His memoir My Sense of Silence (University of Illinois Press, 2000), was chosen Editor's Choice Book for the Chicago Tribune, selected for the National Book Award for 2000. He has appeared on National Public Radio's "Fresh Air" to discuss the memoir, which describes his childhood in a deaf family. Davis has also edited his parents' correspondence, Shall I Say a Kiss: The Courtship Letters of a Deaf Couple. (Gallaudet University Press, 1999).

Davis is a co-founder of the Modern Language Association's Committee on Disability Issues in the Profession, and he is on the board of several academic journals.
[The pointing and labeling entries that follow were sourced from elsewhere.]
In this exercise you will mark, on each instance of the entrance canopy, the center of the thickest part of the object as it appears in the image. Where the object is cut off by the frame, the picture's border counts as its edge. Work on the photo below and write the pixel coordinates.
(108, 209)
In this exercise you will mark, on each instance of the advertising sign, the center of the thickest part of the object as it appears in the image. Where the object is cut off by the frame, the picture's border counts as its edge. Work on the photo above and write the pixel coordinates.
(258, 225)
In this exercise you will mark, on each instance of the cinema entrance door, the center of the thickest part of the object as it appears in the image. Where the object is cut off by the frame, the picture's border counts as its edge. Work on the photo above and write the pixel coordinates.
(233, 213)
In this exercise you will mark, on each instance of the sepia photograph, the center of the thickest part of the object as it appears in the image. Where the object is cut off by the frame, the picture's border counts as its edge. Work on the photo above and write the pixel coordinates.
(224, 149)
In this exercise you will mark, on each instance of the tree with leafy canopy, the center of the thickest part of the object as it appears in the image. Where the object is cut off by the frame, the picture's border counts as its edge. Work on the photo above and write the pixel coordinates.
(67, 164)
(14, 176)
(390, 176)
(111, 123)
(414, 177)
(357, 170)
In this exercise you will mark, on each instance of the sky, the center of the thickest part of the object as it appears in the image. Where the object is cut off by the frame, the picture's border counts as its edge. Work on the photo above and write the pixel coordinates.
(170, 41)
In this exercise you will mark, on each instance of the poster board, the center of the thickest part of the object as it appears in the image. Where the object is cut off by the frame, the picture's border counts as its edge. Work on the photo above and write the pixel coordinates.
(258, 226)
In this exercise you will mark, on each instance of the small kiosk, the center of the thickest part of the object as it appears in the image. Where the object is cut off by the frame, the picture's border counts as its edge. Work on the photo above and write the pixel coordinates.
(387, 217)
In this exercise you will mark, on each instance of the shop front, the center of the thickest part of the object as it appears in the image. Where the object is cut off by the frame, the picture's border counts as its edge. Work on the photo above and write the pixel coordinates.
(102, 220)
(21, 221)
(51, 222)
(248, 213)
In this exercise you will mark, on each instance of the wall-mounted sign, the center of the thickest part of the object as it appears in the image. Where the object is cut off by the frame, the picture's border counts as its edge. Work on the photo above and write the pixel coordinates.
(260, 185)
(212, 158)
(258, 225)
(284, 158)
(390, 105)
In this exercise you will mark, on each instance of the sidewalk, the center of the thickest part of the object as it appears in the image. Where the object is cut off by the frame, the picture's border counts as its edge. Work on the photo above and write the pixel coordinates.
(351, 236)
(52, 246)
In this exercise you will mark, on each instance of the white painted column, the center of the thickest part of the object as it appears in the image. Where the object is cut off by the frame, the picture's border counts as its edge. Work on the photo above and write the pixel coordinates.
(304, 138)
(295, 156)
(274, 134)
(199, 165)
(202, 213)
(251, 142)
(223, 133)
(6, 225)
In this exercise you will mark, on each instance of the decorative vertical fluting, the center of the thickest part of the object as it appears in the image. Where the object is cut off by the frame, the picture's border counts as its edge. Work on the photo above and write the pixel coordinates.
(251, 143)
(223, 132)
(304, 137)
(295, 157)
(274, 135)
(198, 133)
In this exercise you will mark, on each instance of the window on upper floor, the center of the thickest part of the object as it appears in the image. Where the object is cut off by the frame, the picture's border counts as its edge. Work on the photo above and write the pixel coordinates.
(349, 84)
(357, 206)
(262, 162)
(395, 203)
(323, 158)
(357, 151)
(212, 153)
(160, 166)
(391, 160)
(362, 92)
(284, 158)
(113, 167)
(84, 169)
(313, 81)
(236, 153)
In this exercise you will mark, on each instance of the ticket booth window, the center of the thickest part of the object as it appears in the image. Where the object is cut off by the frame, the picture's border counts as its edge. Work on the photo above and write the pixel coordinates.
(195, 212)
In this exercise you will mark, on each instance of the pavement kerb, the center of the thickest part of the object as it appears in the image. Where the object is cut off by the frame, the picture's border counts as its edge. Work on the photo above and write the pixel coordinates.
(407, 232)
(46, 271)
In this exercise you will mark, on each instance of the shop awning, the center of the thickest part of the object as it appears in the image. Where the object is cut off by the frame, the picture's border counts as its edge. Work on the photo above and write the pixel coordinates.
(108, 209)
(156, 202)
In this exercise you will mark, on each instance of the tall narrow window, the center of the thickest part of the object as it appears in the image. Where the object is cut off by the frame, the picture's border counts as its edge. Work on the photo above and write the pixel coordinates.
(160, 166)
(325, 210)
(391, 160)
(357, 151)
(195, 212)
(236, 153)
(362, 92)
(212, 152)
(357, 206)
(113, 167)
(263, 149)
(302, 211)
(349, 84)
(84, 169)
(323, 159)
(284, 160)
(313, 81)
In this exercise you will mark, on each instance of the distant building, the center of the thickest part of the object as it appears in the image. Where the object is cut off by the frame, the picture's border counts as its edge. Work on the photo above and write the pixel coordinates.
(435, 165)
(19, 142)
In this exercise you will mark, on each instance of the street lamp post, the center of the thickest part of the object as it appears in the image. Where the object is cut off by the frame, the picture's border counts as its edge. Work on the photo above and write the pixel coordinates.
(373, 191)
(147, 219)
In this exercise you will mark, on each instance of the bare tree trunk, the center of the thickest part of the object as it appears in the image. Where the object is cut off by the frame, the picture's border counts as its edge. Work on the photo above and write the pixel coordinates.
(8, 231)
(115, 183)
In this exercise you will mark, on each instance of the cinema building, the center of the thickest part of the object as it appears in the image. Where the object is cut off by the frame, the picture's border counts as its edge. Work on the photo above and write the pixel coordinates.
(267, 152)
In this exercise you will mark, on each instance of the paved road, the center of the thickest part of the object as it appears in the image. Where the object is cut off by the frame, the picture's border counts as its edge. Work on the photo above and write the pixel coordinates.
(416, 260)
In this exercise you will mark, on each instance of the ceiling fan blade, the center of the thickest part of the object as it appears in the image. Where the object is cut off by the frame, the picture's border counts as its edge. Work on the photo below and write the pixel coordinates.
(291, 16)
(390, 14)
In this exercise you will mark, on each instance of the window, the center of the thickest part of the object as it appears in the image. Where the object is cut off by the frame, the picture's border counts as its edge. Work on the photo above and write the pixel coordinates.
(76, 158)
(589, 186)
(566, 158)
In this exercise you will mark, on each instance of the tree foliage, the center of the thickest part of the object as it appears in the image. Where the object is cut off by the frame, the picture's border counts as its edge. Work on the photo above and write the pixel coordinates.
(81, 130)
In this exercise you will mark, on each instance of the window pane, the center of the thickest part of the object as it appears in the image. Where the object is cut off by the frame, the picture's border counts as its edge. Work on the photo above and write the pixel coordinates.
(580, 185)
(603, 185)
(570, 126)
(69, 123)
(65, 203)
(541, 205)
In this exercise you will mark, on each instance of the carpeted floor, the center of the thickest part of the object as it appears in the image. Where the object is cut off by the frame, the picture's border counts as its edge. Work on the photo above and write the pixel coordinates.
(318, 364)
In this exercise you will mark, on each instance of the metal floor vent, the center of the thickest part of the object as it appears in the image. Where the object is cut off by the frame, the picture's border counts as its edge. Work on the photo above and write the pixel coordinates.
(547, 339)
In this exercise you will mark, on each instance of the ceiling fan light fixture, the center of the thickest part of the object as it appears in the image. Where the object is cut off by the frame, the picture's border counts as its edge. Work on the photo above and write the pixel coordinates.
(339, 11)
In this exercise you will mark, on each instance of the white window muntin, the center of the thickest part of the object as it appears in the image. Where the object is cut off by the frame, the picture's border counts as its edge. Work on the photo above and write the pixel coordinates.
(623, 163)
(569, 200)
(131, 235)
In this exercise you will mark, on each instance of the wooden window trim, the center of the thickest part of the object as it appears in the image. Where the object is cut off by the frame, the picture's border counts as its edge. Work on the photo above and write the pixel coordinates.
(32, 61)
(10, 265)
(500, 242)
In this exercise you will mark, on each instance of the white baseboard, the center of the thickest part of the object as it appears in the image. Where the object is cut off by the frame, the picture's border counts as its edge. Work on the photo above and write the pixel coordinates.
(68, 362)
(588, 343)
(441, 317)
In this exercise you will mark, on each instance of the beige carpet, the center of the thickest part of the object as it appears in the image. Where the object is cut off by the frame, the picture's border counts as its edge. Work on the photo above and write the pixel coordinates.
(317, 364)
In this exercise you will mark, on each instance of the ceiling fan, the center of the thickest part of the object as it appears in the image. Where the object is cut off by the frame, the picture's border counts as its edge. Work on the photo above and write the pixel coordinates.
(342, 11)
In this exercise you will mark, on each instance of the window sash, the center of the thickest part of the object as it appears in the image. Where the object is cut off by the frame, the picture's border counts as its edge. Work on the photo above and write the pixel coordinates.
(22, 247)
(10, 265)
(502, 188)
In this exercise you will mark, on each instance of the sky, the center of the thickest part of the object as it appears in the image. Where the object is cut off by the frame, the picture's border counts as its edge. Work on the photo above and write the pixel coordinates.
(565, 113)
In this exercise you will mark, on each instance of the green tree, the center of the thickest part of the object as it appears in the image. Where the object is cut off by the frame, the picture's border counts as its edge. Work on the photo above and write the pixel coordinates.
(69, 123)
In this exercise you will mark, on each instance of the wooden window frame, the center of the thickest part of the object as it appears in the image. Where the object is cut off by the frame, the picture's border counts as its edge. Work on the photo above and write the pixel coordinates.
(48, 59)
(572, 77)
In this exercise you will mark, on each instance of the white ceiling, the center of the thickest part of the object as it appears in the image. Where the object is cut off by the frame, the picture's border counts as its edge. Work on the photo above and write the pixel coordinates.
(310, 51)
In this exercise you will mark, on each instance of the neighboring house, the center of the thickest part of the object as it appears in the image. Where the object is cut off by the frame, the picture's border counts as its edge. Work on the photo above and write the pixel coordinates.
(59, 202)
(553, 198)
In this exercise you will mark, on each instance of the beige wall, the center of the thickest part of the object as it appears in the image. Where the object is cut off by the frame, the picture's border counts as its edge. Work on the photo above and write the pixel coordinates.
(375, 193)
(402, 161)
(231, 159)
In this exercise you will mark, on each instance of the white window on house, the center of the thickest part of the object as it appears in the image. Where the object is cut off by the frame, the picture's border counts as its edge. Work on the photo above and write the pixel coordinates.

Having written widely for newspapers and magazines, Davis is also the author of a novel entitled The Sonnets (State University of New York Press, March 2001).

His book Go Ask Your Father: One Man's Obsession with Finding Himself, His Origins, and the Meaning of Life Through Genetic Testing was published in 2009 by Bantam/Dell. Obsession: A History appeared in Fall 2009 by University of Chicago Press.

His fiction includes The Sonnets: A Novel (SUNY Press, 2002).